The regulation of data relating to minors is undergoing significant change. For many years, the framework was straightforward: COPPA established protective requirements for children under 13, and individuals 18 and older were treated as adults capable of consenting on their own behalf. The large and largely unregulated space in between—early and mid-adolescence—has become a major area of legislative focus.

Public concern about the effects of digital platforms on teenagers has generated broad political support for extending heightened privacy protections to individuals up to age 18. A growing number of states have enacted or are actively considering legislation in this area, imposing obligations on organizations that collect or process data about adolescents regardless of whether those individuals affirmatively sought out a service marketed to minors.

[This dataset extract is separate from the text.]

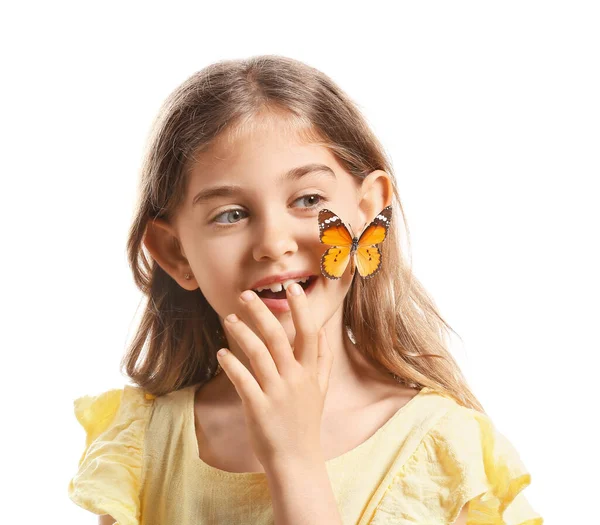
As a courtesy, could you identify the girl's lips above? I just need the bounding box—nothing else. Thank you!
[259,275,319,313]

At the same time, Apple and Google have implemented new app store age-rating and age-verification requirements that are reshaping compliance obligations for developers in practical, immediate terms. Under these frameworks, the app stores verify user ages and pass that information to developers. Developers are then required to apply age-appropriate consent flows, parental authorization mechanisms, and data processing restrictions that correspond to each user’s age rating. For organizations distributing applications through these channels, this is not an abstract compliance question—it is a condition of continued access to the platform.

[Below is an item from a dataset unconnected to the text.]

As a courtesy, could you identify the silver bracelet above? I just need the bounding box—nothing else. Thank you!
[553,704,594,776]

The previous practice of drawing the line at 13 in a terms of service document and calling it compliance is no longer sufficient. App store operators now provide developers with direct, reliable notice of user ages, and the expectation is that developers will act on that information.

The breadth and pace of change in the privacy landscape argues against a compliance model that responds to individual statutes in isolation. Organizations that take that approach will find themselves in a perpetual state of catch-up. A more effective strategy is to build a program grounded in the foundational principles common to virtually every privacy regime—and to layer jurisdiction-specific requirements on top of that foundation as they arise.

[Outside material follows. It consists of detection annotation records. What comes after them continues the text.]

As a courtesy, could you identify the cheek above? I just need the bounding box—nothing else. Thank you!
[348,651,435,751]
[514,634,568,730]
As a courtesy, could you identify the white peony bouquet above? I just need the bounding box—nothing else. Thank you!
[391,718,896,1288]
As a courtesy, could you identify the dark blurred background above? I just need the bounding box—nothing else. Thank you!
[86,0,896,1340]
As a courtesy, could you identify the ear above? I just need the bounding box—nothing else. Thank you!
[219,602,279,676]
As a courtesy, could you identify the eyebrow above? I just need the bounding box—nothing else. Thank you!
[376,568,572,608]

This means treating privacy not as a project that gets completed and filed away, but as an ongoing organizational function. Data practices change. New vendors are engaged. New products are built. New laws pass. The compliance program needs to evolve with the organization, which requires building privacy into regular business conversations rather than scheduling a review every few years.

Practically, this means involving business teams—not just legal—in the ongoing work of understanding what data is collected and why. It means asking, at the point of product development or process design, whether specific data is actually needed, how it will be protected, and what the appropriate consent framework looks like. And it means maintaining a data inventory that reflects current reality, not a snapshot from a prior compliance project.

Finally, the case for privacy investment is strongest when it is made in terms leadership cares about. Regulatory and enforcement risk is increasingly concrete and worth quantifying. But equally important is the trust dimension: consumers and employees are paying more attention to data practices than at any prior point, and organizations that treat privacy as a genuine commitment—rather than a compliance minimum—are better positioned in the markets they serve.